Using some reasonably simple techniques, you may be able to reduce dramatically the boot time of your embedded Linux system.
It is no secret that Linux has won the race in the embedded device marketplace. Tremendous advantages in Linux have broken almost every barrier to entry for using Linux on embedded systems across a wide variety of processor architectures. Today's developers are not asking, “Should I use Linux for my embedded system?”, but instead are asking questions like, “How can I get more performance out of my embedded Linux design?” Reducing boot time has become one of the more interesting discussions taking place in the embedded Linux community.
As it turns out, it is relatively easy to save substantial time on system boot. Without a significant expenditure of engineering resources, savings of more than 80% are possible with certain system configurations. Of course, there is a point of diminishing returns. The graph of engineering effort against boot time would rapidly approach infinite effort as time reduced into the milliseconds and lower.
Before you can measure boot time, you must define what it means. (I introduce measurement techniques later in this article.) Most often, your customers or end users provide, or at least influence, the definition. The type of product you design certainly impacts your definition. Most systems that appear to boot very quickly actually are just providing early feedback to users in the form of graphical banners, audible feedback, animation or some combination thereof. You as the system designer must specify what it means for your embedded device to be booted and exactly what the user experience will be during power-on.
Do you define boot time as the time from power-on to playing your favorite music? Or, maybe you design big iron, and boot time eats into your annual “five-nines” reliability budget.

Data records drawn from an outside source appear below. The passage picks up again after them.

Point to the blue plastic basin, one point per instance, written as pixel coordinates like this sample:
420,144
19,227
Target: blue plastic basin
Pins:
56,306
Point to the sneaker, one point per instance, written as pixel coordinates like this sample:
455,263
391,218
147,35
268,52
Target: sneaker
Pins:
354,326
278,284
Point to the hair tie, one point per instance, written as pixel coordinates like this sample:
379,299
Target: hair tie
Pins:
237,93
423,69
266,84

A cellular radio node controller that takes two minutes to boot eats up almost half your annual downtime budget! Yet, many systems we perceive as fast boot systems are not actually booting from power-on. Consider a popular cell-phone design, such as the BlackBerry Curve. The only time these systems perform a full boot is when the battery is removed and replaced. Power “on” is actually a resume from a low-power system state that largely preserves its current operational status.

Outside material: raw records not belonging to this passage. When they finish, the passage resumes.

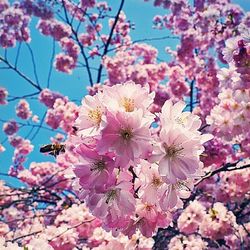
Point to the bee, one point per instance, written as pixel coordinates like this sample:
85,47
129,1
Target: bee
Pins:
53,149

Although it may seem trivial to mention, sound hardware design is a fundamental component of a fast boot system. Many aspects of hardware design can have a marked influence on 1) how quickly your first bits of code get to execute and 2) how quickly that code can be read out of a nonvolatile storage device during initial boot. Pay particular attention to power-on reset circuitry and initial hardware strapping, which provides default timings for external buses and chip selects on certain processors. It is not uncommon to find “conservative” values being employed here that often can be improved upon.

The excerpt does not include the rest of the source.